THE BAILEY LINE ROAD CHRONICLES: CHAPTER THREE – THE BAILEY LINE ROAD FEUD
It’s impossible to know everything about a country property before you buy it. There’s always an element of the unknowable. Full knowledge takes way more time to grasp than it does to size up a place initially and make an offer as an outsider. In fact, it’s impossible to know even some of the most basic things before your name gets put on a property deed. Some of our own property-related surprises have been good and some not so good. The good surprises that came with our place vastly outnumber the bad, too. I’m thankful for our proximity to the spectacular Lake Huron shoreline, the fertility of the soil and the decent people we’ve met nearby and made friends with over 30 years. I’ll tell you all about these later. But there’s been a few bad things, too. I couldn’t have known about them before choosing this place, but one bad thing in particular taught me a lot about the value of forgiveness and what it takes to keep neighborly relations between rural households. This bad thing has passed now – it’s buried in our township graveyard – but it was a pretty big deal for our first 10 years on Manitoulin. In fact, it was a heavy black cloud.

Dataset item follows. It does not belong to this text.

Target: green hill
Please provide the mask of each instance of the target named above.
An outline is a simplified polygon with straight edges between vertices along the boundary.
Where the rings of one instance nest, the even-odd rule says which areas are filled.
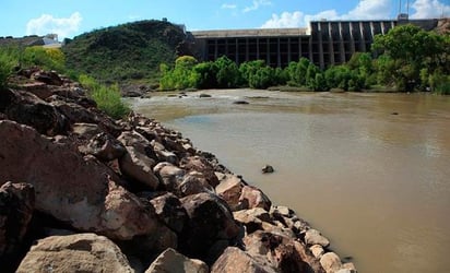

I’ve told you about Ivan Bailey before. He was the old timer who grew up on our property and who lived in a house about 150 yards to the west of where we would build our place. Three hundred yards to the east was another branch of the Bailey family. They lived on the other side of the road, further up, and the head of the household was named Weldon. He was a second cousin of Ivan’s (there are lots of cousins here), and Weldon was also Ivan’s sworn enemy. I very soon came to know that Weldon never uttered Ivan’s name in conversation. He just called him “that guy”, pointing down the road in a westerly direction with a tilt of his head. Ivan also never uttered Weldon’s name. He just called him “that guy”, pointing in an easterly direction with a tilt of his head.
I should mention that none of the roads on western Manitoulin Island had any names at that time. There was no “Bailey Line Road”. The highways were numbered, but officially speaking the back roads were nameless. Everyone explained where they lived by the coordinates of history and settlement. My land was called “The Ivan Bailey Place”, even though Ivan hadn’t owned it for 12 years before I bought. Nobody usually called our road anything at all, except occasionally “the Bailey Line”. That’s a throwback to the days when almost everyone who lived on the road was named Bailey. For the most part, people just knew where Ivan Bailey had lived and grew up. Same thing for every other places around. No road names, just the names of families and where they traditionally lived.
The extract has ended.